Le parole dell’imprenditrice
Ospite del podcast Burnout di Selvaggia Lucarelli e Serena Mazzini, Cristina Fogazzi – fondatrice di VeraLab, nota come “Estetista Cinica” – ha ripercorso la sua storia senza filtri.
«Non vengo dalle favelas ma nel 2010 avevo un piccolo centro estetico e facevo pubblicità col telemarketing. Con Facebook nel 2012 tutto è cambiato: vignette, cellulite, autoironia. Poi un libro, i primi prodotti, l’e-commerce. Oggi ho 155 dipendenti, 10 negozi e un fondo di private equity in azienda».
La sua natura diretta l’ha spesso messa al centro delle polemiche: dalla lite con una no vax al botta e risposta con Giorgia Soleri sulle tonalità di fondotinta («ho capito tardi, ora ne produciamo 24»). E poi i casi più discussi: i “punti fagiana” («un merdone, ho chiesto scusa»), il video con Chiara Ferragni («era lavoro, non alleanza: la vera sfida sono i brand coreani»), fino alla festa a Brera: «Hybris, tracotanza. Non avevo un crisis manager, è stata una gigantesca cazzata».

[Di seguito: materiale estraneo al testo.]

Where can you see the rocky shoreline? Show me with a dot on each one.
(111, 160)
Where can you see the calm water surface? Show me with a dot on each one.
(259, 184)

Non manca l’autocritica, ma neanche l’orgoglio: «Sono quinta in Italia per fatturato nella skincare. Ho 51 anni, niente figli, e non mi manca nulla. Non voglio essere confusa col mio brand: la ruota a Sanremo o l’albero in Duomo sono marketing, non la mia persona».
Infine, lancia un allarme: «È agghiacciante vedere bambine che inseguono la magrezza estrema delle creator. Il giudizio estetico devasta: per questo ho continuato a mostrarmi in mutande, nonostante le critiche. Il problema non è il mio corpo, ma lo sguardo di chi giudica».